By Minh Son   August 24, 2019 | 10:00 am GMT+7
Central bank clamps down on corporate bond growth
Modern apartment buildings in Binh Thanh District, Ho Chi Minh City. Photo by Shutterstock/TommyTeo.

Vietnam's central bank has directed commercial banks to stop purchasing corporate bonds towards minimizing risks and tightening control over real estate sector borrowings.

The State Bank of Vietnam (SBV) has sent a circular to the commercial banks noting that investment in corporate bonds is laden with risk, but many banks have large proportions of their asset structure comprised of corporate bonds, and this has been increasing rapidly.

The circular said commercial banks can no longer purchase corporate bonds for the purpose of restructuring debts of issuing enterprises, and must also take post-lending supervision measures to limit bad debts.

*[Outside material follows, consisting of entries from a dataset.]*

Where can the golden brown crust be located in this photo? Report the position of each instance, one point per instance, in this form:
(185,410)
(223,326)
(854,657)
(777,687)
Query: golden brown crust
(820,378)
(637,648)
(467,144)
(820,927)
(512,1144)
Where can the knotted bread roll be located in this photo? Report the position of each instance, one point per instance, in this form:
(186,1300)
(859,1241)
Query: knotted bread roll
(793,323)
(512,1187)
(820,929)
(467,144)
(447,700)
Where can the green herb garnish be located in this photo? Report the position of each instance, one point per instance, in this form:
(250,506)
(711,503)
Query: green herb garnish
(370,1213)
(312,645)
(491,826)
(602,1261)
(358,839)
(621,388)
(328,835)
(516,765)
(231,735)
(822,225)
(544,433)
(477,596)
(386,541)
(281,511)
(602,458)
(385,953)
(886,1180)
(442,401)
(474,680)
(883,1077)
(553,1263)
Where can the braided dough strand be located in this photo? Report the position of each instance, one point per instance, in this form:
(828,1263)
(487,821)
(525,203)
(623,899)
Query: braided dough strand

A large proportion of the bonds have been also been issued to finance investments in the real estate sector, which the SBV considers risky because of its inherent instability and many difficulties still faced by businesses in the sector.

According to the Hanoi Stock Exchange (HNX), the value of corporate bonds issued in the first half of this year reached VND89.48 trillion ($3.86 billion), up 34 percent year-on-year. Securities firm MBS Securities reported that 42 of this were issued by banks, and 30 percent by businesses in the real estate sector.

Real estate firms have also been issuing bonds at higher interest rates, averaging around 11-13 percent per annum, sometimes as high as 14.5 percent, compared to average bank bond yields of just 7-8 percent a year, MBS said.

Bond growth was spurred by a new regulation released in December last year that removed or eased many of the conditions for private bond issues, and tightening credit policies on real estate lending have been forcing real estate firms to seek alternative sources of finance, according to the Ho Chi Minh City Real Estate Association (HoREA).

However, economists have warned that the high interest rates also raise the risk of default, and lower transparency requirements mean investors have to be more careful.